Sulla falsariga del suo modello inconscio, Andy Warhol, inventa e trasmette un nuovo linguaggio urbano costituito da sagome quasi infantili, caratterizzate da un segno nero continuo che si rifà al fumetto. Dalla metà degli anni’80 le sue mostre si susseguono in tutto il mondo. Con lui la comunicazione contemporanea diventa inseparabile dalla comunicazione commerciale. Muore di Aids nel 1990.
 
     Artisti in mostra: Monica Merlante, Emanuele Marinaro.
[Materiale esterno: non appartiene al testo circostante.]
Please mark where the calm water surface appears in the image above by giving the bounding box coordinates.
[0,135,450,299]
      Diplomata ‘Maestro d’Arte’ all’Istituto D’Arte  ‘Dosso Dossi’, di Ferrara, Monica Merlante è stata l’artista che ha inaugurato il mese della Pop Art, all’inizio di marzo. La sua esposizione contava undici opere, a china e a colori acrilici. Alcuni tele e ritratti, in perfetto stile Pop, ispirati alla splendida Marilyn, uno di schiena, con le spalle nude e una scintillante gonna di paillettes. Un suo autoritratto, dove il colore alternando le zone chiare e scure, intensifica lo sguardo e i tratti del viso. Delizioso il ritratto a china eseguito per la figlia che tiene in braccio il suo gattino.  Al filone dei fumetti, uno dei temi più diffusi nel panorama della Pop Art, si collega la tela ispirata a Valentina, la protagonista delle storie di Guido Crepax. Fra tutti merita una citazione la tela che mostra il viso dell’artista parzialmente coperto da una velatura di colore tenue che regala al personaggio una intensità pensosa. In mostra anche il ritratto del padre, realizzato in tre varianti di colore. Come è nata la passione per la ‘Pop Art’? – chiediamo a Monica Merlante. “La pittura c’è sempre stata nella mia vita” – risponde – “pur se la prima passione è stata la fotografia. Come lavoro, però, mi piacerebbe insegnare tecniche pittoriche ai ragazzi, aiutandoli a scoprire la bellezza che è in ogni cosa”. In quanto alla Pop Art, l’ho scelta perché, perchè richiede di fotografare il soggetto prima di dipingerlo, per essere aderenti alla realtà. Il colore trasforma il ritratto in una icona, gli attribuisce un ruolo, un carattere, ne fa un personaggio”.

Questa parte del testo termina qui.